ICE failure on Google Compute Engine Container

I’ve been spending a while trying to sort this problem out.

I’m running a mediasoup server in a Google Compute Engine Instance, in a Docker container using the Container Optimized OS

I can get the solution running fine locally, but when trying to open a webrtc connection between two browser sessions, in Firefox, I get an error:

WebRTC: ICE failed, add a STUN server and see about:webrtc for more details

In Chrome, in chrome://webrtc_internals, I see the following log events:

Caused by: setLocalDescription





**iceconnectionstatechange (legacy)**




The way I have things set up is:

  • I bind a static external IP address to that compute engine instance’s network interface.
  • For mediasoup, the announceIp is the static external ip address, and the ip is the Primary Internal Ip of the network interface.
  • I know this is very insecure, but to see if it is an issue if ports are being blocked, for the firewall, I open all ingress and egress ports for that instance. In particular, I create an Ingress rule which allows all tcp and udp ports, for ip ranges . I create an Egress rule which allows all tcp and udp ports, for ip ranges Once I have this problem figured out I’ll make more strict firewall rules.
  • Not sure if this matters (don’t think it does), but https websockettraffic, and correspondingly the incoming protoo websocket connection goes through an https load balancer, and different ip address before hitting the instance.

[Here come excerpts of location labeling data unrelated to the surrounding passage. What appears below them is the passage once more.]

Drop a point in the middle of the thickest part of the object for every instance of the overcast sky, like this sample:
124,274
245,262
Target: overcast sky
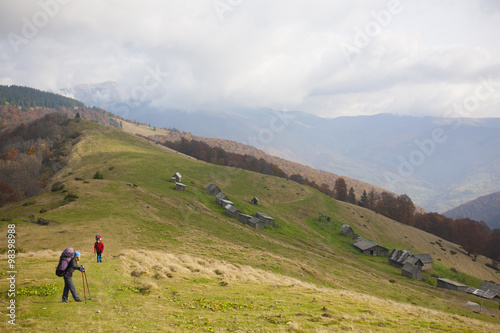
326,57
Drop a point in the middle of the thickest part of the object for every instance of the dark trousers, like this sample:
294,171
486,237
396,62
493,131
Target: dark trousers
69,286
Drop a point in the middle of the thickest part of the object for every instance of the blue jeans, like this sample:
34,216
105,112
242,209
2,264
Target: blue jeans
69,286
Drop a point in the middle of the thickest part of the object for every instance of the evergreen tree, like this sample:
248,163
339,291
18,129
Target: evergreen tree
340,189
363,202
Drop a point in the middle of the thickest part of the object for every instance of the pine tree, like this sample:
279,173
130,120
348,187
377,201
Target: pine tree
340,189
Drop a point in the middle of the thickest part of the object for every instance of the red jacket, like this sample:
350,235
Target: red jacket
98,247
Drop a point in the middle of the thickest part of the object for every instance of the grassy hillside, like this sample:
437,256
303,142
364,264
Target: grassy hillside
174,261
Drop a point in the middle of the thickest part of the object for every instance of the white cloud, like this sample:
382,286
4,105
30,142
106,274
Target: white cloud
422,58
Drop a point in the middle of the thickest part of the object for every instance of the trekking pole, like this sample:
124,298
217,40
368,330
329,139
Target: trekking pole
87,281
84,295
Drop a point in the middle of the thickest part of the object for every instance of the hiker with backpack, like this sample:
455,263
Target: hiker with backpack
98,247
68,263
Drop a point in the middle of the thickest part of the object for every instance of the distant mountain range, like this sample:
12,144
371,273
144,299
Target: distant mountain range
439,162
485,208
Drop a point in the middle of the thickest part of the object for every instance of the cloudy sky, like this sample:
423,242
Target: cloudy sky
325,57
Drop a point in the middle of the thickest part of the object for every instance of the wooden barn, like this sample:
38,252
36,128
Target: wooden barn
225,202
411,271
371,248
219,197
265,218
176,178
346,230
397,258
426,260
451,285
212,189
232,211
244,218
256,223
180,187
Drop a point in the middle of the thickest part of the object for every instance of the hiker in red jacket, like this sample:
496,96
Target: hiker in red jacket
98,248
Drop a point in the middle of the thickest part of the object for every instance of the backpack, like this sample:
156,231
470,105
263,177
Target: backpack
64,260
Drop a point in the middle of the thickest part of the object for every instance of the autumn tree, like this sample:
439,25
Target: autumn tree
363,201
11,155
340,189
352,196
31,151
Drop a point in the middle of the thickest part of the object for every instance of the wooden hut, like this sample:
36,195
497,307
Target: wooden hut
244,218
426,260
232,211
265,218
212,189
451,285
411,271
225,202
219,197
180,187
346,230
371,248
397,258
176,178
256,223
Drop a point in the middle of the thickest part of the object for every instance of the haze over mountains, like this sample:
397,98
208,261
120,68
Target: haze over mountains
485,208
439,162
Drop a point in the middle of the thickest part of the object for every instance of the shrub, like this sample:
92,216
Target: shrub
57,186
69,198
98,175
42,290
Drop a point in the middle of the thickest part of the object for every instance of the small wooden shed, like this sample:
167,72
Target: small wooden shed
176,178
265,218
212,189
219,197
451,285
225,202
232,211
411,271
180,186
346,230
426,260
371,248
397,258
256,223
244,218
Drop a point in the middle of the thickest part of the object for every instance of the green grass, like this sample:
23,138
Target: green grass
176,262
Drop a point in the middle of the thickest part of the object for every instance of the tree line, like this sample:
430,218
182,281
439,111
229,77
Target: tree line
31,153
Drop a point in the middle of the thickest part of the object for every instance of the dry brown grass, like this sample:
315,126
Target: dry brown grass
381,229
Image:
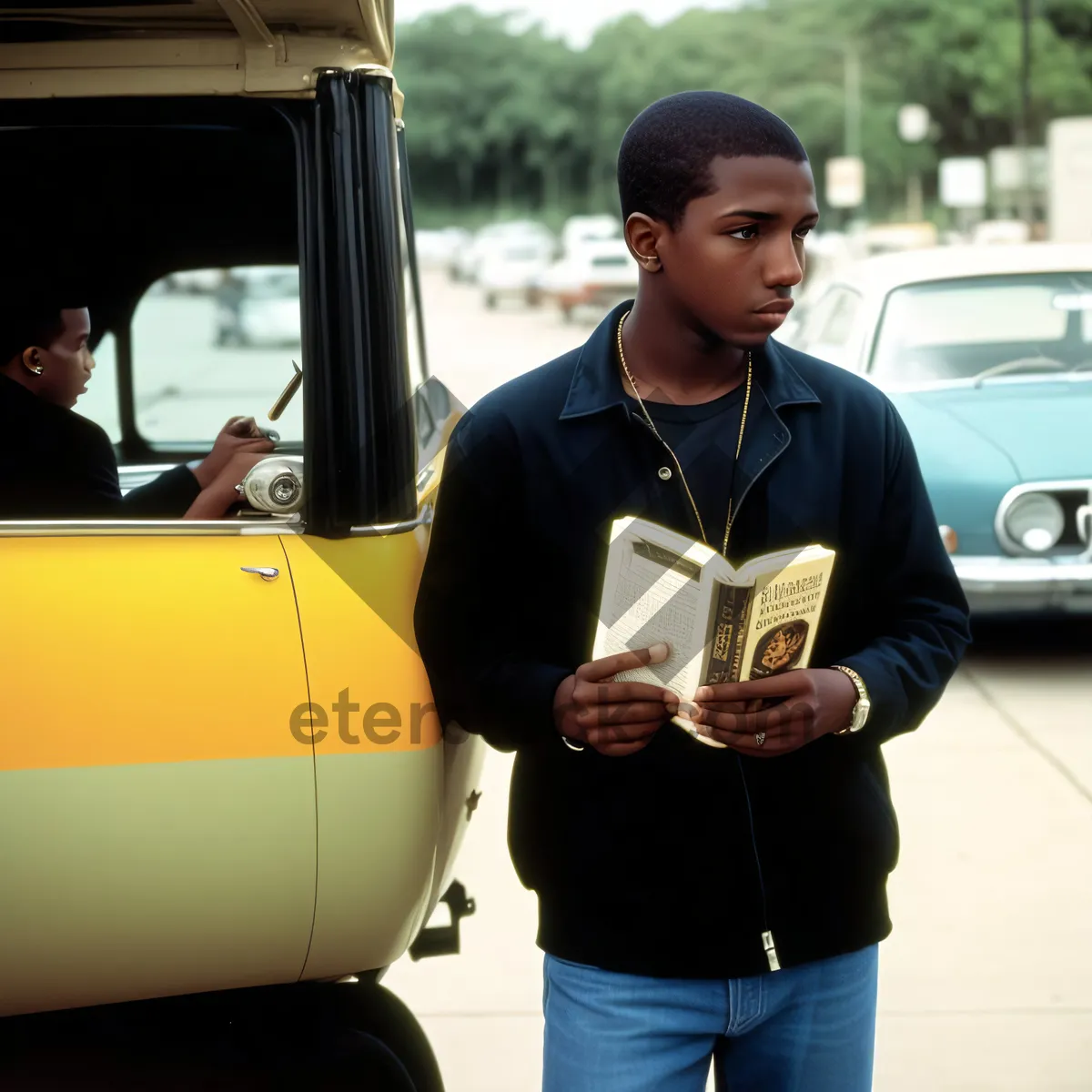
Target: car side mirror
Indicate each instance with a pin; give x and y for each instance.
(274, 485)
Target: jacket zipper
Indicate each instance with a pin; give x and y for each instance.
(768, 943)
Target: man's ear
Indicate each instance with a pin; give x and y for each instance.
(643, 234)
(32, 360)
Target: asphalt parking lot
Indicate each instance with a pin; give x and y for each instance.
(986, 983)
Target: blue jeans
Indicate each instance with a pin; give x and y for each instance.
(805, 1029)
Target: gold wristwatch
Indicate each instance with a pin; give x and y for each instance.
(864, 704)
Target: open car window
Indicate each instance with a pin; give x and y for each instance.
(212, 343)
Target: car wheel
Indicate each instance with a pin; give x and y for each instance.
(325, 1036)
(377, 1042)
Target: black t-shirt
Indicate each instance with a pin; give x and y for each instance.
(703, 438)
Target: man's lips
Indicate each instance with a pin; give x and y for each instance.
(775, 307)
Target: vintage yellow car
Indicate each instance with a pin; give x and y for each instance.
(221, 774)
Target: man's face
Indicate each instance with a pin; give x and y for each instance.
(738, 252)
(66, 364)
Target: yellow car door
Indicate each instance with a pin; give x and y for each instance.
(159, 817)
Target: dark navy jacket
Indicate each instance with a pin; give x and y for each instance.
(675, 861)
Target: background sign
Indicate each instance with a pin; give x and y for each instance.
(845, 181)
(964, 183)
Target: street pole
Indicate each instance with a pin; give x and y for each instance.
(852, 71)
(1024, 135)
(852, 90)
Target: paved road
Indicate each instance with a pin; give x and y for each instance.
(986, 983)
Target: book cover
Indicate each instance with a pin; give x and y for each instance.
(723, 625)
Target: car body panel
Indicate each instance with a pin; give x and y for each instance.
(391, 790)
(978, 440)
(167, 829)
(1042, 425)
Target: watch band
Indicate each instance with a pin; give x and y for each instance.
(862, 709)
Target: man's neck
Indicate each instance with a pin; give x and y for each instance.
(674, 361)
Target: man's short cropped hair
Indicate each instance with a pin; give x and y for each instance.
(666, 153)
(33, 294)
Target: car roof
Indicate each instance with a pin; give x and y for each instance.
(884, 272)
(361, 19)
(150, 47)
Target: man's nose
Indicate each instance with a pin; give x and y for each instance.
(784, 267)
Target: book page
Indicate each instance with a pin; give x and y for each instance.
(652, 593)
(785, 611)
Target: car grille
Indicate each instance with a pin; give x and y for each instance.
(1076, 500)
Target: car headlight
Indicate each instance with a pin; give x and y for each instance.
(1036, 521)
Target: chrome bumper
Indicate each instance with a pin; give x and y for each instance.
(1015, 585)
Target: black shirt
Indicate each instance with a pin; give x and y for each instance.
(56, 464)
(703, 438)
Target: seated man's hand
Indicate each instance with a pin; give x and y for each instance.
(239, 435)
(617, 719)
(219, 495)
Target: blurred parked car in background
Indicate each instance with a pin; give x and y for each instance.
(581, 229)
(528, 234)
(512, 272)
(987, 354)
(440, 249)
(595, 276)
(258, 306)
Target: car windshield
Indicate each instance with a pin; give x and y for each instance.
(959, 329)
(276, 287)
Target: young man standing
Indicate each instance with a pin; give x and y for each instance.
(696, 904)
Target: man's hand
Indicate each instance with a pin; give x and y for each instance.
(238, 435)
(617, 719)
(219, 495)
(807, 703)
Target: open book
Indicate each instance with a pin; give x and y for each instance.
(723, 625)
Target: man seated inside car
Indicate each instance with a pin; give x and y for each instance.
(58, 464)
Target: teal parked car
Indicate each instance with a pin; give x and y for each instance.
(987, 354)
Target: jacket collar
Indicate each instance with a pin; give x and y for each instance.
(596, 386)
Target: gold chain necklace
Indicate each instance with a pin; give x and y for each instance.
(740, 442)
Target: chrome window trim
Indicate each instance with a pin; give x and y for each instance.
(59, 529)
(1068, 485)
(273, 525)
(423, 519)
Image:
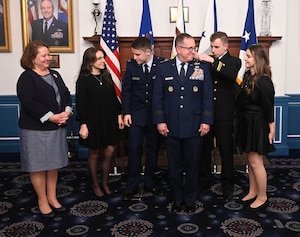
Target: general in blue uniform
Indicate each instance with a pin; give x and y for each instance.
(137, 88)
(183, 112)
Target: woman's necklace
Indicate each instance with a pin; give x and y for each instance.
(98, 79)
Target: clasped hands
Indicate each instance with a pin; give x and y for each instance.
(61, 118)
(163, 129)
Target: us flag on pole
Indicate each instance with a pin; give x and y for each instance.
(109, 43)
(33, 13)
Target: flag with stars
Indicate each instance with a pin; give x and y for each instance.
(146, 24)
(33, 14)
(249, 38)
(109, 43)
(180, 25)
(210, 26)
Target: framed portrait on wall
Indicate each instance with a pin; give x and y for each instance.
(50, 21)
(5, 40)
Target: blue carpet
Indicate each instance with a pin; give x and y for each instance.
(111, 216)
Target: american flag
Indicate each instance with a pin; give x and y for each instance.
(210, 26)
(146, 24)
(33, 14)
(109, 43)
(249, 38)
(180, 25)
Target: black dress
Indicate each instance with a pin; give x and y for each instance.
(254, 113)
(97, 106)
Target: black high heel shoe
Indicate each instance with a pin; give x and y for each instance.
(246, 202)
(58, 209)
(97, 196)
(262, 206)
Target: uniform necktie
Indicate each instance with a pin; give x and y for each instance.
(182, 72)
(45, 27)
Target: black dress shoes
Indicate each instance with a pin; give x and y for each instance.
(190, 208)
(204, 189)
(58, 209)
(154, 191)
(227, 195)
(129, 196)
(176, 208)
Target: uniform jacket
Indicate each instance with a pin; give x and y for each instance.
(137, 91)
(38, 98)
(224, 72)
(183, 105)
(57, 34)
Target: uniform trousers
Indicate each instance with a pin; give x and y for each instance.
(183, 160)
(136, 135)
(223, 132)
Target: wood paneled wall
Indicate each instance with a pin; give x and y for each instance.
(163, 46)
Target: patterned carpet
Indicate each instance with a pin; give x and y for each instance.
(151, 216)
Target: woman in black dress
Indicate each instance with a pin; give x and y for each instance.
(99, 115)
(255, 122)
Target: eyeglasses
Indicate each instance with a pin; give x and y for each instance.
(190, 49)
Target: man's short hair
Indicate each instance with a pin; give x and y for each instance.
(219, 35)
(142, 43)
(179, 39)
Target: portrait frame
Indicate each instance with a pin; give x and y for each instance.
(69, 48)
(54, 61)
(5, 34)
(173, 14)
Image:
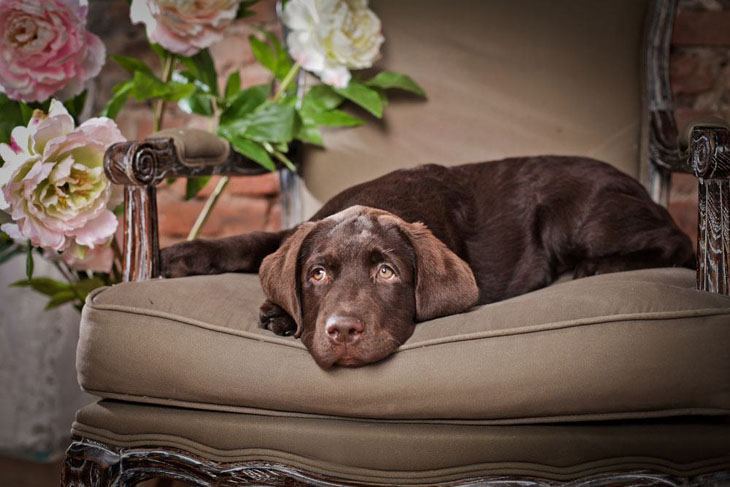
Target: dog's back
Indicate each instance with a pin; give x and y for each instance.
(522, 222)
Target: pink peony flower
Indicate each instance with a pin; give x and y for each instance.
(184, 26)
(53, 182)
(45, 49)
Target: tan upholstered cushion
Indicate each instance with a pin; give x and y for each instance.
(633, 344)
(504, 78)
(402, 453)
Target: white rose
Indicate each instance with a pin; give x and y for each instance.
(330, 37)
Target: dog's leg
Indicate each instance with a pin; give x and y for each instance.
(273, 318)
(242, 253)
(631, 233)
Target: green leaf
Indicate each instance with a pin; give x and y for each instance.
(200, 103)
(387, 80)
(233, 86)
(132, 65)
(44, 285)
(365, 97)
(29, 265)
(12, 117)
(60, 298)
(147, 87)
(320, 98)
(8, 248)
(244, 9)
(270, 122)
(245, 102)
(336, 118)
(119, 97)
(309, 132)
(194, 185)
(76, 104)
(161, 52)
(250, 149)
(202, 67)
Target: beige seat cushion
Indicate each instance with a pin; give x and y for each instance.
(634, 344)
(404, 453)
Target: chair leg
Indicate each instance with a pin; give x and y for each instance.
(90, 463)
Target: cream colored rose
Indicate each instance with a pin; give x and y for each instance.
(330, 37)
(184, 26)
(53, 184)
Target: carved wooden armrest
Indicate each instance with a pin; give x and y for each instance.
(140, 165)
(709, 157)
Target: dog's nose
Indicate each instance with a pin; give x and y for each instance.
(344, 329)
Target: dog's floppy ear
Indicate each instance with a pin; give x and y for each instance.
(445, 284)
(278, 274)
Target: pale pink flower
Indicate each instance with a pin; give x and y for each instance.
(331, 37)
(45, 49)
(53, 182)
(184, 26)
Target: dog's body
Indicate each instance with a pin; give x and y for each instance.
(518, 224)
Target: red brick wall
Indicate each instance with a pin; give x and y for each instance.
(700, 76)
(700, 81)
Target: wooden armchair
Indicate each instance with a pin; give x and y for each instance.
(615, 380)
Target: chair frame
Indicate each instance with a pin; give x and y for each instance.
(140, 165)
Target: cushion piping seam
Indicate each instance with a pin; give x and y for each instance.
(558, 325)
(558, 418)
(559, 470)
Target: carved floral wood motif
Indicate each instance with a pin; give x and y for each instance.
(89, 463)
(140, 166)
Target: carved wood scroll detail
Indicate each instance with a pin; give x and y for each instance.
(710, 160)
(151, 161)
(139, 166)
(93, 464)
(662, 149)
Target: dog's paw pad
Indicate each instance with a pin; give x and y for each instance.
(276, 320)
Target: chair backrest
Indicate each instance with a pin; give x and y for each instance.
(504, 78)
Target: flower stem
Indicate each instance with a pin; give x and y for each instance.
(118, 259)
(286, 81)
(158, 112)
(208, 207)
(67, 274)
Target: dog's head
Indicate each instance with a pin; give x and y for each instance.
(356, 283)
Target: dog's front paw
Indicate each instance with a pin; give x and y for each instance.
(187, 259)
(273, 318)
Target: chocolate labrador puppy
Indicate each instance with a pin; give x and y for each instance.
(421, 243)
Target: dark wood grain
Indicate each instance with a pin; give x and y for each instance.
(662, 154)
(140, 166)
(153, 160)
(93, 464)
(709, 156)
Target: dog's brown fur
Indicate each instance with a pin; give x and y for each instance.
(454, 237)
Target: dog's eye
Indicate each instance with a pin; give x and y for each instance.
(318, 274)
(386, 272)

How would I go about debugging why the Ice connection fails? Has anyone else had success getting a mediasoup worker instance to work in a compute engine container and has tips to share?

Firefox is actually pretty good for debugging these kinds of issues. Just go to about:webrtc, clean everything and they do your test, then you’ll see all of the candidates, their status and even connection log about what was happening.

Thank you @nazar-pc that was super helpful!!! The firefox tools are way more instructive.

So opening the firerfox about:webrtc dialog, it showed that under remote candidate, the ip was the internal ip address, or what I set as ip for webRtcTransportOptions.
When I leave announcedIp null - and just set the ip to the external static ip address, it works.

What is the reason for this? I thought ip should be the internal ip of the network interface, and announcedIp should be the external ip? Why was my browser trying to bind the udp port of ip and not announcedIp ?

It should have been announcedIp, did you mistype it in the code the same way?

announcedIp is the public IP in case your machine/container/etc. only has private address that is set in ip.

1 Like

I’m using typescript, so I don’t believe wasn’t mistyped. Have to investigate further, but not sure what happened.

I feel really stupid. I had a typo in my environment variable that caused announced ip to not be set. Anyways @nazar-pc thanks so much for pointing me to the firefox tool.